Black America Again is about the world we’ve inherited, a world that continues to exist after the election—and will likely take an uglier shape once Trump takes office. And Common’s album is arguably more important now than it was before the ballots were cast. Despite the blur of exit polls, of U.S. maps carved up into red and blue, of think pieces mostly about white voters, Common impresses his blackness, his personality, and his humanity onto Black America Again. On the sumptuous, soulful “Little Chicago Boy” he raps about his father, Lonnie Lynn Sr., a onetime American Basketball Association player who died in 2014. It includes a recording of him talking about a trip back home to Chicago, and how the spirit of home flooded his thoughts as he drove down 87th Street:
“I want to talk about the moral necessities of human justice, the power and the action of God-given dignity. One cannot enter the gate if you hate. You gotta take the lead for the rest of the world—87th is the street of knowledge. And streets of knowledge are all over the world.”
The affection the elder Lynn had for his south-side home is especially vital for us to feel because our president-elect has used that very part of town to stoke fear and hatred among his followers. By using his father’s words, Common (like so many great Chicago rappers of late) shows Chicago’s streets not as places clogged with death but as avenues of life and reflections of home. Tragedy sits in the guts of Black America Again, but songs such as “Little Chicago Boy” help remind the rest of the world what’s at stake—and whose lives most need protection—as we move into an uncertain future.
London presents a version of himself that’s in sync with every other facet of his public persona. That’s not just because he can sandwich a Kanye reference between lines about battling the Chicago Police Department and embodying the Harlem Renaissance, as he does on “Get It Right.” And it’s not just because he paints a portrait of himself that’s more multidimensional than the unforgiving binaries that society offers young black men—something he did with his 2015 single “I’mPossible (Basquiat).” London’s performances on Opia feel conversational—his mellow vocals retain the personable tone present in his voice when he talks to people one-on-one or addresses a crowd. When London performed at Chance the Rapper’s Parade to the Polls on Monday, he told the audience, “I got TED Talks, but I’m also on Soundcloud.”

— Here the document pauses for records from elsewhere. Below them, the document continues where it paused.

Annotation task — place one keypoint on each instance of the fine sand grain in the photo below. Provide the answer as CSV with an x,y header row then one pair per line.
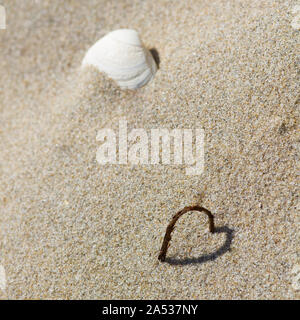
x,y
73,229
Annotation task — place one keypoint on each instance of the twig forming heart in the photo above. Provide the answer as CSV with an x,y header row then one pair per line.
x,y
170,227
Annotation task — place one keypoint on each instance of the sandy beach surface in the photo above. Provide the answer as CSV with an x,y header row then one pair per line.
x,y
71,228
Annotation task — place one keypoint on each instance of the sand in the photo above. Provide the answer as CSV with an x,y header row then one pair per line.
x,y
71,228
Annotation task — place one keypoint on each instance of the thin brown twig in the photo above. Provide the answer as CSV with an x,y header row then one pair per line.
x,y
170,227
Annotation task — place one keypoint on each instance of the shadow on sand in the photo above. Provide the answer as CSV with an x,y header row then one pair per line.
x,y
207,257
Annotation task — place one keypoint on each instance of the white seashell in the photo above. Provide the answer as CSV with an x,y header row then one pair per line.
x,y
122,56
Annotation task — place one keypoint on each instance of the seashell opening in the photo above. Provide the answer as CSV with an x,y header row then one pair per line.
x,y
122,56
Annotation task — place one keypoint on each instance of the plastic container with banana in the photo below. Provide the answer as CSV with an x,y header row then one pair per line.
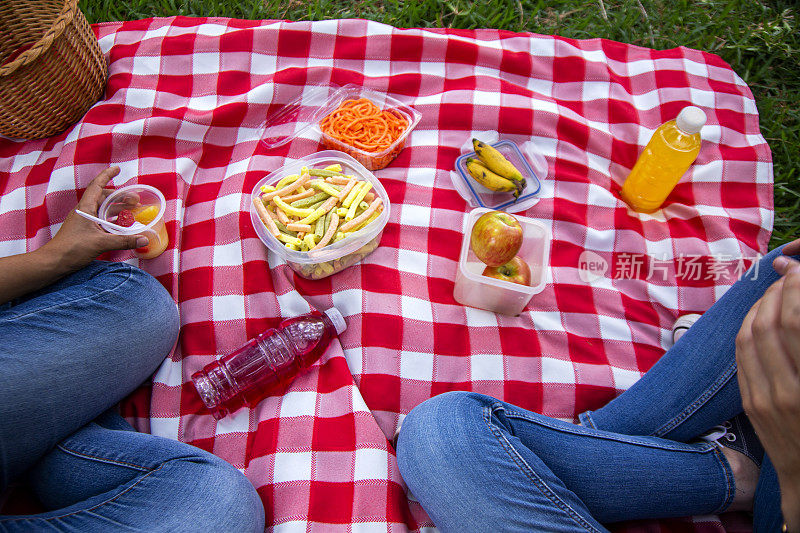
x,y
499,176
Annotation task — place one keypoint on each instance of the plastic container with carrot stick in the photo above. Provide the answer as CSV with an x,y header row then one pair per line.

I don’t know how many times my stomach flipped in that moment. Since then I’ve thought about what made a stranger think this was a reasonable thing to ask. I’ve thought about my white skin, my blue eyes, and my hair, which has lightened in the sun since I was a kid. I’ve thought about my dad’s dark brown curls, which in old photos form a large bulb just above his forehead—the most obvious sign that he’s Jewish. My grandfather had the same hair—he emigrated from Poland to Israel (when it was part of the larger British Mandate of Palestine) roughly a decade before Hitler swept through Poland. I’ve thought about how many of my grandfather’s siblings and cousins never made it out of Poland, and how many of them surely died in the Holocaust. I wonder how many of them had his hair.
It took a few minutes before I told the stranger in Downers Grove that I was Jewish—he’d gone on to ask me if I was “into Jesus.” Not that my religion and ethnicity seemed to bother him much. He seemed like he might just be an eccentric looking to talk to someone. In that regard, I suppose I was lucky, though at the time it didn’t feel that way—after months of seeing the anti-Semitic imagery and allusions to white nationalism that surrounded Trump’s campaign, I was concerned for my safety.
Nothing else happened to me, in the end—the stranger finished his cigarette and we bid each other good-bye. I know it’s my good fortune that I can be who I am and not suffer because of it, but I fear for those less fortunate. And I think about how to help those among us who can and will be harmed if Trump removes legal protections for women, people of color, and nonbinary individuals. In times of doubt I turn to the music of London, Common, and many other Chicagoans who’ve led by example. They remind me of what’s at stake, and how to continue to believe in the future.